The ship will offer expedition cruising in its purest form. There is a certain level of comfort on board but first and foremost is the idea of adventure, or as Halfpenny describes it, “our secret sauce”.
“A lot of thought has gone into this. We offer the extremes, such as polar diving, but for others a Zodiac ride is enough. We bring it all together and give them a nudge. Lots of people have kayaking but with us it’s not a little side thing. Everyone chooses their own customised adventures.”
This is the difference, says Halfpenny, between Aurora Expeditions and the competition, as more cruise lines seek a slice of an ever-growing pie. He elaborates: “As long as we focus on positioning ourselves in a certain segment, we should be all right.
“When I came in [to the business in 2017] and we spoke about the new ship… it was kind of polarised. We had the new entrants with the luxury expedition ships, then the more authentic operators with Russian vessels, like us.
“However, there wasn’t really anything in the middle and that’s where we wanted to position Aurora Expeditions. We have gone from a small garage band to getting on the main stage.”
Being part of the middle ground requires more interesting ways of thinking. As Halfpenny says, it’s not an old-school Russian vessel, but nor is it dressed up in the luxury sense.
As exhibit A, take the X-BOW, which “wasn’t being used in expedition travel”, he explains. “We chose it because of its efficiency, as you can get through a 3-4m swell in the Drake Passage and maintain 12 knots. We can use less fuel and reduce sea sickness, as the energy is dispersed and we’re piercing the waves.”
Going once… going twice… sold
Whether or not such a development truly appeals to guests is almost irrelevant.

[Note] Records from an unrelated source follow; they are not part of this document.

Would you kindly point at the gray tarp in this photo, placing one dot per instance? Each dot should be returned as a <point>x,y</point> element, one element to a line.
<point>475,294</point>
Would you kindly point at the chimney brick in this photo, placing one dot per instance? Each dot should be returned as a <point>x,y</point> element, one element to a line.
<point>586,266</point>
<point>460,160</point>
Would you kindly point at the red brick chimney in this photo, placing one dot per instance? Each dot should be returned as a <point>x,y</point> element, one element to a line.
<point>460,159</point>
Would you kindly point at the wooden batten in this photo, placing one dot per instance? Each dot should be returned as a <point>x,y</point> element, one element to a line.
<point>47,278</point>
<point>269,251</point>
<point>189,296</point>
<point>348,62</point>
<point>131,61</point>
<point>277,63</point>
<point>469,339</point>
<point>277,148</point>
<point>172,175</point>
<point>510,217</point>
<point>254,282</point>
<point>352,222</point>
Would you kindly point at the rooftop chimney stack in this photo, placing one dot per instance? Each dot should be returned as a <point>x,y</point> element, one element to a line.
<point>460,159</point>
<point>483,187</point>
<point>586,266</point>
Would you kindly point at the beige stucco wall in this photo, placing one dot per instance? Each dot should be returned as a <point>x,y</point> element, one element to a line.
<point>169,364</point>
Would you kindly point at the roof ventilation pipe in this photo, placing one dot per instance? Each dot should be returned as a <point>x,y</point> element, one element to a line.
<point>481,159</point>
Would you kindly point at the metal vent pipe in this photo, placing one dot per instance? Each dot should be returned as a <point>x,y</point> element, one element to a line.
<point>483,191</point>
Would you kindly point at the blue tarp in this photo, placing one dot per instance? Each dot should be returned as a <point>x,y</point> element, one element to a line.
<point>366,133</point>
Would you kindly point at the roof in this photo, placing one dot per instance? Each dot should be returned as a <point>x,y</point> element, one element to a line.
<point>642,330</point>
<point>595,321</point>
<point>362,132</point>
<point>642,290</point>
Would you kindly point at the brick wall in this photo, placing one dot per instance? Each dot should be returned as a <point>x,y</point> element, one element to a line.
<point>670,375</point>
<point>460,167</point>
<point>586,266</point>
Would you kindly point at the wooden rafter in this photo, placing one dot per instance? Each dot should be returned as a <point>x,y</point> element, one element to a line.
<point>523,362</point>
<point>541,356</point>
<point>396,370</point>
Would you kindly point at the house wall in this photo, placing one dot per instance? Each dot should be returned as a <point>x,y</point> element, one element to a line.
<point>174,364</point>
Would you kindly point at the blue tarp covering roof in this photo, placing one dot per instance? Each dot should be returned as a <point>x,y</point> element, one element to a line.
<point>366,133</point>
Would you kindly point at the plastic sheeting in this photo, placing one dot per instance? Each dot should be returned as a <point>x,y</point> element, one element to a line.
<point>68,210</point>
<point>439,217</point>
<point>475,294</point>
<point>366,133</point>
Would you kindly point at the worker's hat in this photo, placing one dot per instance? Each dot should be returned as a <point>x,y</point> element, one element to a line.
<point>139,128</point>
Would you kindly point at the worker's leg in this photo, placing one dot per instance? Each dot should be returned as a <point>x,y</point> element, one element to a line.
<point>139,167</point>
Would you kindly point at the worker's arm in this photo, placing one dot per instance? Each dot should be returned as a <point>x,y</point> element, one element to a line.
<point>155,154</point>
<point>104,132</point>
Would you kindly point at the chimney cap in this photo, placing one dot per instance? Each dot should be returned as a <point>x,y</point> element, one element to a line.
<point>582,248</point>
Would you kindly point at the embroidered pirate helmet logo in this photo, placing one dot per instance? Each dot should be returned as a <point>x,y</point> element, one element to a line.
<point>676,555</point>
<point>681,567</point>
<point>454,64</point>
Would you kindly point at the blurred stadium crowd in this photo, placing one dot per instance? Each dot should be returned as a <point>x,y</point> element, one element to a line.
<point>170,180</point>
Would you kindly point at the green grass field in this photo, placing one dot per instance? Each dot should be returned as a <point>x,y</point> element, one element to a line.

It’s good for sustainability and is good PR, for sure. In any event, Greg Mortimer has sold so exceptionally well – “it sold out in the first nine months” – that Aurora has confirmed plans for a second new-build ship, to be delivered in autumn 2021.
“We needed more capacity,” says Halfpenny. “The challenge is, do you build a bigger ship? No, that doesn’t align with our core values, hence the sister ship. What will be different is that it will have the next four years of technology development and innovation.
“It will be delivered in September 2021, so we’ll have two seasons of running the Greg Mortimer. For the name [of the ship] we’ll be running a competition, a trade and consumer competition.”
Boaty McBoatface? No thanks
And if the second ship sells as well as Greg Mortimer? “There is a possibility [of a third ship]; we are talking about that. It’s really about making sure we don’t cannibalise the business we have, but there are plenty of destinations in the world to go to that we’re attracted to.”
Halfpenny is full of praise for Craig Upshall, Aurora’s sales director for UK and Europe, who joined in March 2018. At the time, about “85 per cent of sales were from Australia”, Halfpenny says. But in 2021 the line is expecting about 40 per cent from the UK and North America, 60 per cent from Australia.
“That’s been very impressive – even more so when you consider that UK and North America are typically later in booking,” says Halfpenny. “That’s the message to agents – get them in early and don’t miss out. The best offers are always the early ones.
“We want people to go to these places and come back as ambassadors. That’s the legacy – it’s not just about pleasure, but also learning.”
That, more than anything, is perhaps the biggest change in the past two and a bit decades.